Forse già in serata potrebbe essere varata la nuova ordinanza del Ministero della Salute Roberto Speranza per “traghettare” le regole anti-Covid in Italia fino al 15 gennaio prossimo, giorno di scadenza del Dpcm di inizio dicembre: dopo i convulsi vertici di ieri, oggi tornano a vedersi Regioni e Governo per stabilire sia la road map della prossima “stretta” da adottare tra il 7 e il 15 gennaio, sia lo scenario per il nuovo Dpcm da adottare dopo metà gennaio.
Viene chiamata “ordinanza ponte” e rappresentare l’opzione numero 1 del Governo Conte (alle prese tra l’altro con una durissima e quasi giunta crisi di maggioranza che potrebbe complicare non poco le prossime decisioni sul fronte chiusure): si tratta ovvero di mantenere le attuali misure del Decreto Natale per un’altra settimana, con cioè zone arancioni nei giorni feriali e zona rossa per il weekend. In alternativa, come riporta il Corriere della Sera, su fonti governative, si potrebbe lasciare l’Italia in zona gialla il 7-8 gennaio, arancione il weekend 9-10 gennaio e dall’11 fino al 15 si attuerebbero le fasce di colore evidenziate dal prossimo monitoraggio Iss in arrivo venerdì 8 gennaio. La seconda opzione riguarda invece un anticipo sostanziale del nuovo Dpcm già dal 7 gennaio prossimo, con i tempi però molto stretti che non fanno prevedere uno svolgimento facile di questo particolare iter.

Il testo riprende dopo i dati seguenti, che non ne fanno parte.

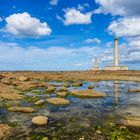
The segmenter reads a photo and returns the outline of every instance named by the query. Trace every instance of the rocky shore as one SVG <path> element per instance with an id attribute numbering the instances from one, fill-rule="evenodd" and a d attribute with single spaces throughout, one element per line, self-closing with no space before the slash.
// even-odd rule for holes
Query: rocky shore
<path id="1" fill-rule="evenodd" d="M 35 127 L 49 127 L 49 125 L 51 126 L 49 113 L 47 115 L 40 113 L 41 108 L 44 107 L 45 104 L 48 106 L 66 107 L 73 104 L 70 101 L 73 97 L 84 99 L 107 98 L 106 92 L 96 90 L 96 84 L 92 83 L 87 85 L 86 89 L 81 89 L 85 81 L 97 82 L 101 80 L 140 82 L 140 71 L 1 72 L 1 108 L 9 113 L 26 114 L 26 117 L 29 114 L 27 121 L 30 125 L 35 125 Z M 128 92 L 139 93 L 139 89 L 129 89 Z M 33 95 L 28 96 L 27 93 Z M 75 119 L 72 119 L 72 122 L 75 122 Z M 134 125 L 134 123 L 136 125 Z M 139 124 L 139 117 L 136 120 L 135 118 L 125 118 L 122 123 L 123 126 L 132 127 L 140 127 Z M 84 126 L 87 126 L 87 124 L 84 124 Z M 14 127 L 16 127 L 16 125 L 14 125 Z M 20 129 L 20 126 L 18 127 Z M 13 126 L 0 122 L 0 139 L 7 138 L 13 134 L 13 131 Z M 103 133 L 104 131 L 102 129 L 96 128 L 94 134 L 96 138 L 102 139 Z M 81 139 L 84 138 L 81 137 Z"/>

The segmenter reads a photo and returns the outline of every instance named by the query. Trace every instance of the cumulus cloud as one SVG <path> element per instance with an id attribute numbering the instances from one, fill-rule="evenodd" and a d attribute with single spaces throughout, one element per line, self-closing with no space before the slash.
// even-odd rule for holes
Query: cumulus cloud
<path id="1" fill-rule="evenodd" d="M 15 36 L 40 37 L 50 35 L 52 30 L 27 12 L 12 14 L 6 18 L 5 30 Z"/>
<path id="2" fill-rule="evenodd" d="M 64 24 L 72 25 L 72 24 L 90 24 L 92 12 L 89 13 L 81 13 L 79 10 L 75 8 L 66 9 L 64 15 Z"/>
<path id="3" fill-rule="evenodd" d="M 58 4 L 58 0 L 50 0 L 50 4 L 51 5 L 57 5 Z"/>
<path id="4" fill-rule="evenodd" d="M 119 16 L 140 16 L 139 0 L 95 0 L 99 8 L 95 13 L 104 13 Z"/>
<path id="5" fill-rule="evenodd" d="M 95 55 L 98 47 L 48 47 L 20 46 L 0 42 L 0 70 L 72 70 L 89 67 L 87 61 Z"/>
<path id="6" fill-rule="evenodd" d="M 118 36 L 140 36 L 140 18 L 121 18 L 113 21 L 108 31 Z"/>
<path id="7" fill-rule="evenodd" d="M 89 39 L 86 39 L 84 42 L 85 43 L 97 43 L 97 44 L 100 44 L 101 40 L 98 39 L 98 38 L 89 38 Z"/>

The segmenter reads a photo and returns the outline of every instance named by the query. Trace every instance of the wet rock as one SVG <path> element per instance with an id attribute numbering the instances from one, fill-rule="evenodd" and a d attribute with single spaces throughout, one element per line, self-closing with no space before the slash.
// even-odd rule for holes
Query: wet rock
<path id="1" fill-rule="evenodd" d="M 57 95 L 60 97 L 65 97 L 67 95 L 67 92 L 66 91 L 58 92 Z"/>
<path id="2" fill-rule="evenodd" d="M 27 77 L 25 77 L 25 76 L 20 76 L 20 77 L 18 78 L 18 80 L 21 81 L 21 82 L 25 82 L 25 81 L 28 81 L 29 78 L 27 78 Z"/>
<path id="3" fill-rule="evenodd" d="M 0 96 L 0 102 L 2 102 L 3 101 L 3 98 Z"/>
<path id="4" fill-rule="evenodd" d="M 47 88 L 47 92 L 54 92 L 55 91 L 55 87 L 54 86 L 48 86 Z"/>
<path id="5" fill-rule="evenodd" d="M 24 98 L 23 95 L 20 95 L 20 94 L 17 94 L 17 93 L 12 93 L 12 92 L 11 92 L 11 94 L 10 93 L 4 93 L 4 94 L 0 94 L 0 95 L 3 99 L 8 99 L 8 100 L 21 100 L 21 99 Z"/>
<path id="6" fill-rule="evenodd" d="M 7 124 L 0 124 L 0 139 L 6 140 L 6 138 L 11 134 L 12 128 Z"/>
<path id="7" fill-rule="evenodd" d="M 97 92 L 94 90 L 72 90 L 71 94 L 77 97 L 87 97 L 87 98 L 98 98 L 98 97 L 105 97 L 105 93 Z"/>
<path id="8" fill-rule="evenodd" d="M 68 91 L 68 88 L 66 88 L 66 87 L 61 87 L 58 91 L 59 91 L 59 92 Z"/>
<path id="9" fill-rule="evenodd" d="M 140 92 L 140 89 L 129 89 L 128 92 Z"/>
<path id="10" fill-rule="evenodd" d="M 122 120 L 123 125 L 140 127 L 140 117 L 125 117 Z"/>
<path id="11" fill-rule="evenodd" d="M 68 105 L 70 104 L 70 101 L 64 98 L 54 97 L 54 98 L 48 98 L 46 101 L 50 104 L 54 105 Z"/>
<path id="12" fill-rule="evenodd" d="M 39 100 L 35 102 L 35 105 L 43 105 L 45 103 L 45 100 Z"/>
<path id="13" fill-rule="evenodd" d="M 32 123 L 35 125 L 46 125 L 48 123 L 48 117 L 45 117 L 45 116 L 33 117 Z"/>
<path id="14" fill-rule="evenodd" d="M 95 87 L 95 85 L 89 85 L 88 89 L 93 89 Z"/>
<path id="15" fill-rule="evenodd" d="M 74 82 L 74 83 L 72 83 L 72 86 L 74 86 L 74 87 L 78 87 L 78 86 L 82 86 L 82 85 L 83 85 L 82 82 Z"/>
<path id="16" fill-rule="evenodd" d="M 31 107 L 9 107 L 8 108 L 9 111 L 11 112 L 22 112 L 22 113 L 33 113 L 35 112 L 35 109 L 31 108 Z"/>

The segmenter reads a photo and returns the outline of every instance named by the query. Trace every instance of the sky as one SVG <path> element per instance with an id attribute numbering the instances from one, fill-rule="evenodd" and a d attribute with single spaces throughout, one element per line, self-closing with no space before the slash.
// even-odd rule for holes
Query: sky
<path id="1" fill-rule="evenodd" d="M 140 69 L 139 0 L 0 0 L 0 70 Z"/>

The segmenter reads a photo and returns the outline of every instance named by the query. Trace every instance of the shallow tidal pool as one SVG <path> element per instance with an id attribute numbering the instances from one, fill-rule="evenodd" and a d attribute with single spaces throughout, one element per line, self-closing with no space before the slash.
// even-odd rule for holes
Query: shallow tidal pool
<path id="1" fill-rule="evenodd" d="M 59 84 L 59 82 L 51 82 Z M 83 82 L 77 90 L 87 89 L 95 85 L 94 90 L 106 93 L 103 98 L 78 98 L 67 95 L 71 103 L 66 106 L 56 106 L 45 103 L 35 106 L 30 100 L 4 101 L 0 105 L 0 123 L 7 123 L 15 128 L 15 133 L 9 139 L 34 140 L 104 140 L 104 139 L 139 139 L 139 128 L 126 127 L 122 124 L 125 116 L 140 117 L 140 93 L 131 93 L 129 89 L 140 88 L 139 82 L 100 81 Z M 75 89 L 70 86 L 69 92 Z M 57 96 L 46 94 L 45 89 L 26 92 L 27 98 L 46 99 Z M 36 109 L 35 113 L 9 112 L 7 107 L 14 105 L 28 106 Z M 35 126 L 31 123 L 34 116 L 42 115 L 49 118 L 45 126 Z"/>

STRETTA COVID: LE POSSIBILI MISURE
Quello che è emerso tanto nel vertice di ieri Conte-capidelegazione quando nella riunione notturna Governo-Regioni è la volontà di stringere ulteriormente le maglie in gennaio per evitare l’arrivo della terza ondata: perciò si pensano misure – al di là della scelta finale tra ordinanza ponte e nuovo Dpcm – che vadano dal divieto di spostamento tra Regioni alla chiusura di negozi e bar-ristoranti nei weekend, dalla deroga mantenuta di massimo 2 ospiti in casa al possibile coprifuoco anticipato alle ore 20, fino al rientro in classe per studenti superiori solo al 50% (o addirittura la proroga della Dad almeno fino alla prossima settimana). I tempi stingono e ancora una volta i cittadini si ritrovano in balia di regole per ora solo annunciate e che dovrebbero scattare in realtà tra soli 3 giorni: negozi e attività di nuovo sull’orlo del baratro per possibili nuove chiusure dopo il già durissimo Decreto Natale (in scadenza il giorno dell’Epifania, ndr). Il Ministro Speranza ha lanciato ieri sera la proposta di una zona rossa nazionale per il prossimo weekend, ma saranno gli incontri di oggi (Cts-Governo e Governo-Regioni) a definire se l’ordinanza ponte verrà firmata già in serata e con quali misure che entreranno in vigore.
«In queste ore si sta lavorando all’ordinanza che stabilirà la tabella di marcia per i prossimi giorni», ha spiegato a Mattino 5 il viceministro Sileri, ribadendo la necessità sia di chiudere ulteriormente l’Italia nei prossimi giorni, sia di modificare i criteri di accesso alle diverse fasce di colore delle singole Regioni. «La valutazione del colore da assegnare alle Regioni seguirà dunque parametri più restrittivi per limitare la diffusione del numero dei contagi», conclude Sileri: si rendono più “rigidi” i criteri sull’Rt, (con 1 si entrerà subito in zona rossa) e di conseguenza anche gli altri parametri dell’algoritmo Cts si modificheranno per rendere le maglie ben più stringenti almeno fino a febbraio. Si pensa intanto ad una possibile “zona bianca” dopo il 15 gennaio, con la riapertura di cinema, teatri, piscine e palestre solo in quelle aree del Paese dove il Covid circolerà in forma molto bassa: per ora resta solo un’ipotesi formulata da alcuni Ministri nei vertici di ieri, ma se così avvenisse nel nuovo Dpcm si aggiungerebbe un “colore” alle tre fasce già esistenti, con possibilità di tenere aperti bar e ristoranti senza limiti di orario.